Na maioria dos casos, a infecção pelo vírus da gripe é mais frequente nas crianças com mais de seis meses, possivelmente devido à protecção conferida pelos anticorpos maternos adquiridos através da placenta ou da amamentação. No entanto, nas temporadas em que a gripe é mais grave, a morbilidade e mortalidade entre crianças menores de seis meses, que não podem ser vacinadas, é maior do que nas crianças mais velhas.

 

Para este estudo, os investigadores da Armed Forces Health Surveillance Center, em Silver Spring, EUA, realizaram um estudo observacional em reservas indígenas, onde a taxa de infecção respiratória grave é maior nas crianças do que na população em geral. O estudo contou com a participação de 1.169 mulheres que tiveram filhos durante uma de três temporadas da gripe. Estas responderam a questionários sobre dados demográficos, o estado de vacinação de toda a família e os factores de risco para a infecção por influenza.

 

O estudo apurou que, durante a temporada de gripe após o nascimento, 193 (17%) das crianças foram hospitalizadas devido à gripe, 412 (36%) foram apenas a uma consulta externa devido a problemas respiratórios e 555 (48%) não tiveram gripe ou episódios de gripe. As crianças cujas mães foram vacinadas tiveram um risco 41% menor de infecção pelo vírus da gripe, confirmada laboratorialmente, e um risco 39% menor de serem internadas devido a esta infecção.

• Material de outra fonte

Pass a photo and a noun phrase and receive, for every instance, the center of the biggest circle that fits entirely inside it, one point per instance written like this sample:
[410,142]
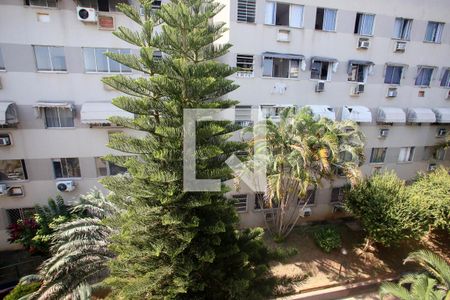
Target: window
[2,62]
[66,167]
[378,155]
[107,168]
[42,3]
[95,60]
[280,67]
[50,58]
[240,202]
[243,115]
[364,24]
[245,65]
[58,117]
[13,169]
[285,14]
[402,28]
[16,214]
[424,76]
[434,32]
[320,70]
[246,11]
[310,197]
[326,19]
[406,154]
[337,195]
[393,74]
[445,81]
[358,72]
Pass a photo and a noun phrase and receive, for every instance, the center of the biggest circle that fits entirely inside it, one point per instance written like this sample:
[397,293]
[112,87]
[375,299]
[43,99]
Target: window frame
[374,153]
[107,61]
[24,171]
[60,160]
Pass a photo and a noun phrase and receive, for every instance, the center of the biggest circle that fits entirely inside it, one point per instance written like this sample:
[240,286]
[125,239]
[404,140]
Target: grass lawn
[322,268]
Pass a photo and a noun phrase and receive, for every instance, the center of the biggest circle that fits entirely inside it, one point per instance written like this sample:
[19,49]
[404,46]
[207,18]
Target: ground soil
[322,269]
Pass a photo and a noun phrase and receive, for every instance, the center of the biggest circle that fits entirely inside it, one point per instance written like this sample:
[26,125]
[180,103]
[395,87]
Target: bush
[327,238]
[22,290]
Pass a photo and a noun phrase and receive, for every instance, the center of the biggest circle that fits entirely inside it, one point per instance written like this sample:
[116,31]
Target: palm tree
[434,283]
[79,253]
[301,153]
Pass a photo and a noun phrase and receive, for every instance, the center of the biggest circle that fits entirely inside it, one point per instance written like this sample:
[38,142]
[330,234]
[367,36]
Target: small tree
[301,153]
[381,205]
[430,195]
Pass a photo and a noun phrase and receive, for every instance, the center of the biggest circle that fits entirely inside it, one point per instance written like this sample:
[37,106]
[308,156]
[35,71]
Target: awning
[442,114]
[420,115]
[323,111]
[326,59]
[42,104]
[283,55]
[8,113]
[357,113]
[391,115]
[99,112]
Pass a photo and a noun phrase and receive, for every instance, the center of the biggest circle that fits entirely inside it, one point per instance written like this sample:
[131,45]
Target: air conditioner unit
[400,47]
[392,92]
[65,186]
[307,212]
[5,140]
[384,132]
[3,190]
[363,43]
[320,86]
[86,14]
[441,132]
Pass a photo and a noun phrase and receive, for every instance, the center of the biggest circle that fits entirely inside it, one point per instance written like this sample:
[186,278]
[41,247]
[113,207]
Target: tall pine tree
[173,244]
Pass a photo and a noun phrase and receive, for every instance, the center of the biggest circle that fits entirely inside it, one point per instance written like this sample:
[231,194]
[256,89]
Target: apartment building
[384,64]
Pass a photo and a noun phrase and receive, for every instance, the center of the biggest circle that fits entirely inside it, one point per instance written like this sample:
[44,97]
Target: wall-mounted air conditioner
[86,14]
[320,87]
[65,186]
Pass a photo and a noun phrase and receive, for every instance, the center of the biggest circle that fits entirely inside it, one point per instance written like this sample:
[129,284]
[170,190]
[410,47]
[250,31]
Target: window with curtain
[246,11]
[445,81]
[280,67]
[378,155]
[434,32]
[326,19]
[364,24]
[402,28]
[406,154]
[50,58]
[66,167]
[58,117]
[283,14]
[393,74]
[95,60]
[424,76]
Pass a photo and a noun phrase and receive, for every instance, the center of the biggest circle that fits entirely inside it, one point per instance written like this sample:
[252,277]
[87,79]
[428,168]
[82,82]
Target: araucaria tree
[173,244]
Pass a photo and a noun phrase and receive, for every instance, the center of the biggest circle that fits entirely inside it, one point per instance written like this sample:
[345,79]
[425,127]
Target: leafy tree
[171,243]
[381,205]
[433,283]
[430,195]
[302,153]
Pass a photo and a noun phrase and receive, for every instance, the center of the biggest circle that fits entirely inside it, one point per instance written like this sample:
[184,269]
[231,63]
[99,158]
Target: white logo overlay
[252,173]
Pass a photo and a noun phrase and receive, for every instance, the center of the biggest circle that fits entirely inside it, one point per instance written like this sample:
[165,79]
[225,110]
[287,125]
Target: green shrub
[22,290]
[327,238]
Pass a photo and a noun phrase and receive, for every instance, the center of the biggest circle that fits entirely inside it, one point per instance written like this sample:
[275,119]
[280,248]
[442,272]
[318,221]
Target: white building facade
[384,64]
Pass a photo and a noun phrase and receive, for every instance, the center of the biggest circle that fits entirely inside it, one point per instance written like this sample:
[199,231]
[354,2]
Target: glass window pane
[58,59]
[89,59]
[101,59]
[42,58]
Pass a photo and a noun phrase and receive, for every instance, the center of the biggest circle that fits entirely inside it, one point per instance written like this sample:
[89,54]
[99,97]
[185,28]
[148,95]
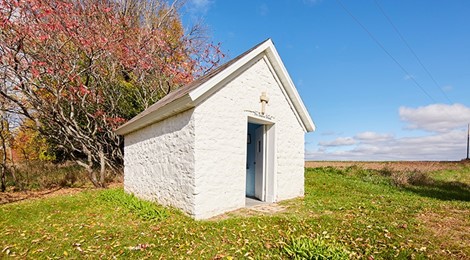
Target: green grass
[351,213]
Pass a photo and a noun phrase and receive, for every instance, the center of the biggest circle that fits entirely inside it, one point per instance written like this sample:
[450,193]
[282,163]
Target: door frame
[269,154]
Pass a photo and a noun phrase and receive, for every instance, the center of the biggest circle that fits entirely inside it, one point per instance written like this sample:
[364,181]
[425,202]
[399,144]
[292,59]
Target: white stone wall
[220,146]
[159,162]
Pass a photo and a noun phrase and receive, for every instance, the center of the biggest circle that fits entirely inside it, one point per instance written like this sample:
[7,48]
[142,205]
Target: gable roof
[191,94]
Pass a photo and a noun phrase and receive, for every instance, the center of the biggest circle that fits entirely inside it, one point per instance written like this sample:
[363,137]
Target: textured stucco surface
[220,145]
[196,160]
[159,162]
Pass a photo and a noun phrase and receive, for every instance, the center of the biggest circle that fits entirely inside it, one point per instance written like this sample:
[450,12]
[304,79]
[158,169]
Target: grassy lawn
[349,213]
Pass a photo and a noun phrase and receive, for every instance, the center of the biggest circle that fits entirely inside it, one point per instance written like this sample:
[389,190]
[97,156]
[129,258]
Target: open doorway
[260,162]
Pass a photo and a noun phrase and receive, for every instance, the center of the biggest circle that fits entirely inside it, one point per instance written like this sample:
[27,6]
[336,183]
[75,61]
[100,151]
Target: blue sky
[369,96]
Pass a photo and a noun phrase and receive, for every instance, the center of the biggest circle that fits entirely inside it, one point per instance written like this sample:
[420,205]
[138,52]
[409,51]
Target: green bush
[146,210]
[318,248]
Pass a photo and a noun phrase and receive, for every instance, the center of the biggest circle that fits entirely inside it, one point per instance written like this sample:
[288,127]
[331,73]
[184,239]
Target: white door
[259,163]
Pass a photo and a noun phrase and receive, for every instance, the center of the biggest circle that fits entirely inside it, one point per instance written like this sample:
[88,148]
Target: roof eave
[177,106]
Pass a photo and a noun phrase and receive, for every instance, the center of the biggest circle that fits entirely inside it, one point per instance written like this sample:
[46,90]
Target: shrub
[146,210]
[40,175]
[415,177]
[318,248]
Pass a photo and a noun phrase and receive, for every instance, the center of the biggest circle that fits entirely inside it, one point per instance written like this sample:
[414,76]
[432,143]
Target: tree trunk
[89,168]
[3,177]
[102,168]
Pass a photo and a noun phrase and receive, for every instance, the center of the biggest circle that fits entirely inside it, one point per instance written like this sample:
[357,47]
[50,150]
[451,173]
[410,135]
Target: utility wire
[411,50]
[385,50]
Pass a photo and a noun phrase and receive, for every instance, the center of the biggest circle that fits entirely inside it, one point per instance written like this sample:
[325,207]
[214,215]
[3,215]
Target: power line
[385,50]
[411,50]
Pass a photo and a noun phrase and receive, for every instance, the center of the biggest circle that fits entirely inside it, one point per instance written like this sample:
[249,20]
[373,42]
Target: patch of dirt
[258,210]
[15,196]
[424,166]
[452,229]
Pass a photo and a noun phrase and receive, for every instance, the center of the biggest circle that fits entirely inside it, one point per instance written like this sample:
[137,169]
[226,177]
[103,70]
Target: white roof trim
[194,96]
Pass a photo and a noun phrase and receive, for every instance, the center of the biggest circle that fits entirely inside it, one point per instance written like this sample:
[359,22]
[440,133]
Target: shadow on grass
[442,190]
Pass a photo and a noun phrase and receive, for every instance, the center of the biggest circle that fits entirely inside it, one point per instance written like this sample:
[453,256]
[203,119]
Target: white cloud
[438,146]
[200,6]
[447,88]
[446,127]
[436,117]
[373,137]
[340,141]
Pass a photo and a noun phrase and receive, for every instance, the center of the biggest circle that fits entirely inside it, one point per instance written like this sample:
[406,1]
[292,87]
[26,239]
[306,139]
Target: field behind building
[404,210]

Adicionalmente, foi verificado que as crianças às quais foram retiradas amostras de sangue e cujas mães foram vacinadas tinham níveis mais elevados de anticorpos contra a gripe, aquando do nascimento e aos dois e três meses, do que os bebés cujas mães não foram vacinadas.

 

Em comunicado de imprensa, os autores do estudo concluem que "apesar da vacinação contra a gripe ser recomendada para mulheres grávidas, para reduzir o risco de complicações da gripe, estes resultados confirmam o benefício acrescido da vacinação para a protecção das crianças contra a infecção provocada pelo vírus da gripe até aos seis meses idade, período em que estas não podem ser vacinadas contra a gripe, mas em que correm maior risco de ser infectadas. Estes resultados são particularmente relevantes com o surgimento, em 2009, da pandemia de gripe A (H1N1), que teve um impacto substancial sobre as mulheres grávidas e nas elevadas taxas de hospitalização dos bebés."

 

ALERT Life Sciences Computing, S.A.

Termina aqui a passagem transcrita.